Despite many positive economic advances in the United States over recent years, continued concerns about the potential for triggering and entering a recession still plague both the domestic and international markets. This concern has led to market volatility many different times over the past year, including large drops and then gains within stocks and currency values. This has been especially impactful on how the United States dollar compares to world currencies like Japan’s yen, which has now risen in value above the dollar.
The dollar has long been the world’s gold standard in determining how other currencies measure up. When the dollar is at a lower value than other world currencies, it can indicate major market and economic troubles within the United States. At other times, the immediate market rush to panic over a falling dollar value seems more like a vast overcorrection versus actually imminent issues.
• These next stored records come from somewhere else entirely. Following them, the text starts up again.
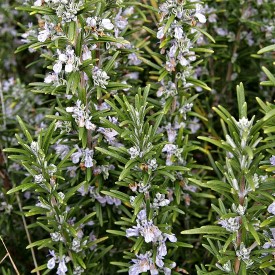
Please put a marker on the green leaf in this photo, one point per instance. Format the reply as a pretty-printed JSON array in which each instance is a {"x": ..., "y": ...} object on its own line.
[
  {"x": 112, "y": 154},
  {"x": 120, "y": 264},
  {"x": 84, "y": 220},
  {"x": 24, "y": 129},
  {"x": 116, "y": 232},
  {"x": 111, "y": 62},
  {"x": 207, "y": 229},
  {"x": 269, "y": 75},
  {"x": 117, "y": 194},
  {"x": 205, "y": 33},
  {"x": 23, "y": 187},
  {"x": 40, "y": 243},
  {"x": 254, "y": 233},
  {"x": 266, "y": 49}
]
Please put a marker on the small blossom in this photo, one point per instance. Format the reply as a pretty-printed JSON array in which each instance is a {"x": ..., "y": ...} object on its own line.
[{"x": 271, "y": 208}]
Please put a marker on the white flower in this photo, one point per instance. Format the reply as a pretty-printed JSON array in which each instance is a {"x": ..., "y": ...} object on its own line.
[
  {"x": 171, "y": 237},
  {"x": 160, "y": 33},
  {"x": 69, "y": 68},
  {"x": 150, "y": 232},
  {"x": 178, "y": 32},
  {"x": 62, "y": 268},
  {"x": 199, "y": 15},
  {"x": 39, "y": 178},
  {"x": 38, "y": 3},
  {"x": 272, "y": 160},
  {"x": 88, "y": 159},
  {"x": 271, "y": 208},
  {"x": 43, "y": 35},
  {"x": 51, "y": 263},
  {"x": 76, "y": 156},
  {"x": 134, "y": 152},
  {"x": 100, "y": 77},
  {"x": 57, "y": 67},
  {"x": 231, "y": 224},
  {"x": 106, "y": 23},
  {"x": 143, "y": 263}
]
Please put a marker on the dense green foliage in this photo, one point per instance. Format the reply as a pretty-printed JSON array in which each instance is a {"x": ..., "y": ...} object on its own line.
[{"x": 126, "y": 146}]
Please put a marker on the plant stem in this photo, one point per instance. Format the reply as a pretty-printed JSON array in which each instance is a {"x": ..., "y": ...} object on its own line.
[
  {"x": 27, "y": 232},
  {"x": 8, "y": 255}
]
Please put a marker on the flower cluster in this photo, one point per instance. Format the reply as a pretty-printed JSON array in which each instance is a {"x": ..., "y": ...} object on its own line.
[
  {"x": 81, "y": 116},
  {"x": 65, "y": 9}
]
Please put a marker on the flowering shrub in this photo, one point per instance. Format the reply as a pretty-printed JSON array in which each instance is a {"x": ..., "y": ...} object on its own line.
[{"x": 100, "y": 155}]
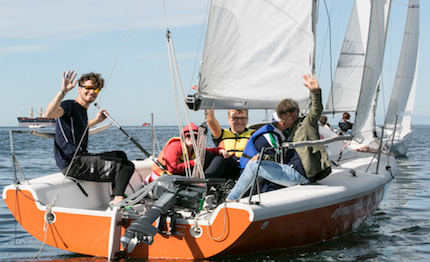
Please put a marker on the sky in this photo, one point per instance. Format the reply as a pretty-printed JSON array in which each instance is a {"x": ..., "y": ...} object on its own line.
[{"x": 125, "y": 41}]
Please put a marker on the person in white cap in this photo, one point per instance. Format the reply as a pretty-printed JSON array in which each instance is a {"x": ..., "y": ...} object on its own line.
[{"x": 284, "y": 166}]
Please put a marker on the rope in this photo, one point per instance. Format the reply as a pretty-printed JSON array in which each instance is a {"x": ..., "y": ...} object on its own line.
[{"x": 225, "y": 225}]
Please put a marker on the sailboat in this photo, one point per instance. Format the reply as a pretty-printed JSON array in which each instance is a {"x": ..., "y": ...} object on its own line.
[
  {"x": 165, "y": 218},
  {"x": 398, "y": 120}
]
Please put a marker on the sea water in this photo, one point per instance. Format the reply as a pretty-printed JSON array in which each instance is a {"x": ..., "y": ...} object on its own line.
[{"x": 399, "y": 230}]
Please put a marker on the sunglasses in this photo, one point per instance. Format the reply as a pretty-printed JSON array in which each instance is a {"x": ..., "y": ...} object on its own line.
[
  {"x": 188, "y": 135},
  {"x": 235, "y": 119},
  {"x": 290, "y": 110},
  {"x": 96, "y": 89}
]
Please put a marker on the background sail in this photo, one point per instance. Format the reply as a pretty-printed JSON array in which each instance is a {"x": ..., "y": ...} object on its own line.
[
  {"x": 363, "y": 128},
  {"x": 403, "y": 93},
  {"x": 347, "y": 80},
  {"x": 256, "y": 53}
]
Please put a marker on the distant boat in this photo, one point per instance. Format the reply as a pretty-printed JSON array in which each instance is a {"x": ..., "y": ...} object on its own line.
[
  {"x": 30, "y": 121},
  {"x": 37, "y": 126}
]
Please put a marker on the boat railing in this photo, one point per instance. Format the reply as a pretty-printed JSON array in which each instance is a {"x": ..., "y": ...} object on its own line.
[{"x": 316, "y": 142}]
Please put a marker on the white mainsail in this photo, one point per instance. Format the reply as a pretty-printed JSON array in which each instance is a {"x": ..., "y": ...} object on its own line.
[
  {"x": 256, "y": 53},
  {"x": 403, "y": 93}
]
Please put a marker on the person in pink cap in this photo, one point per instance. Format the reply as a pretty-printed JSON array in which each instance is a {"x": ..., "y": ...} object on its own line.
[{"x": 176, "y": 156}]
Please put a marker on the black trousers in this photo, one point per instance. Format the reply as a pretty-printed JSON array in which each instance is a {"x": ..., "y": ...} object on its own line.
[{"x": 104, "y": 167}]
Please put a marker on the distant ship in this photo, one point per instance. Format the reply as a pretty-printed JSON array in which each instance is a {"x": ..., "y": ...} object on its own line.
[{"x": 36, "y": 121}]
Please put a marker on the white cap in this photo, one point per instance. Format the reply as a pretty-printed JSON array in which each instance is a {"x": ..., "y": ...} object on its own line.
[{"x": 275, "y": 117}]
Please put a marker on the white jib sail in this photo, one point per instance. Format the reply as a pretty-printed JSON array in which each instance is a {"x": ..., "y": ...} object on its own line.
[
  {"x": 363, "y": 128},
  {"x": 403, "y": 93},
  {"x": 347, "y": 79},
  {"x": 256, "y": 53}
]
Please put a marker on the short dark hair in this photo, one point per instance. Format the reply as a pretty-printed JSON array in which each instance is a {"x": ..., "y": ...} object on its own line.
[{"x": 97, "y": 79}]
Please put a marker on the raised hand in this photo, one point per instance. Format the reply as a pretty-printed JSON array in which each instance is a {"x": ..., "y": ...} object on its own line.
[
  {"x": 69, "y": 81},
  {"x": 311, "y": 82}
]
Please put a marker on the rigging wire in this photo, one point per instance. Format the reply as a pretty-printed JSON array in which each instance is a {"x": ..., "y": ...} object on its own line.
[
  {"x": 176, "y": 78},
  {"x": 200, "y": 44},
  {"x": 330, "y": 50}
]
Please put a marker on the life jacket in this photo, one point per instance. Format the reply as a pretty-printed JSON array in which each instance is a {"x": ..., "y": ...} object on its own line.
[
  {"x": 235, "y": 143},
  {"x": 250, "y": 149},
  {"x": 156, "y": 169}
]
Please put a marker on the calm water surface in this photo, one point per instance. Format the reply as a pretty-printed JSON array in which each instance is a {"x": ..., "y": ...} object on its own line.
[{"x": 399, "y": 230}]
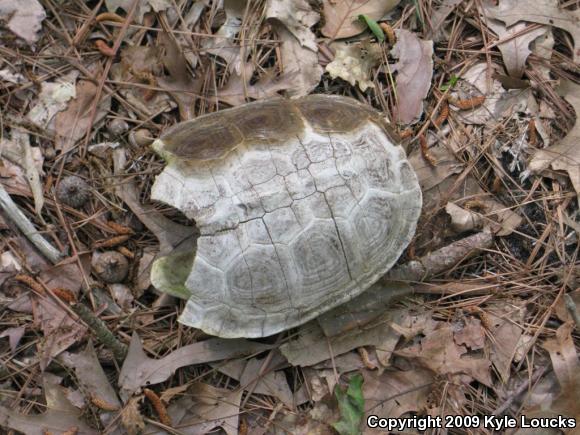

Current areas of concern about falling dollar values include slowing growth within the US economy, particularly in sectors including manufacturing. Observations about the inversion of the yield curve has resulted in international market chatter about the dollar entering correction territory. World events such as US-China relations amid tariff discussions may also be influencing the current volatility of currency values. In addition, remarks from the Fed about current interest rates have kicked off deeper discussion about where market values may head in coming months.
Several other world currencies are also experiencing setbacks and lowered values, including the Australian dollar. Both the Aussie and American dollar have lost nearly a full percentage point against the Japanese yen. Traders on all sides of the Pacific are watching extremely closely to determine what may happen next and how to change their market positions as a result. Foreign exchange or Forex traders are accustomed to sharp rises and declines. As the foreign exchange market is a 24/7 operation, traders rely on the flow of information out of various parts of the world to best inform their trade decisions, with beginning traders carefully mimicking the positions and decisions of experienced counterparts.
As the Fed prepares to potentially deliver an interest rate hike in coming months, investors are poised to respond based on that speculation as well as the release of November economic indicators and results from the 2018 holiday shopping season. Each factor may weigh prominently in how the Forex and domestic markets enter the 2019 trading year.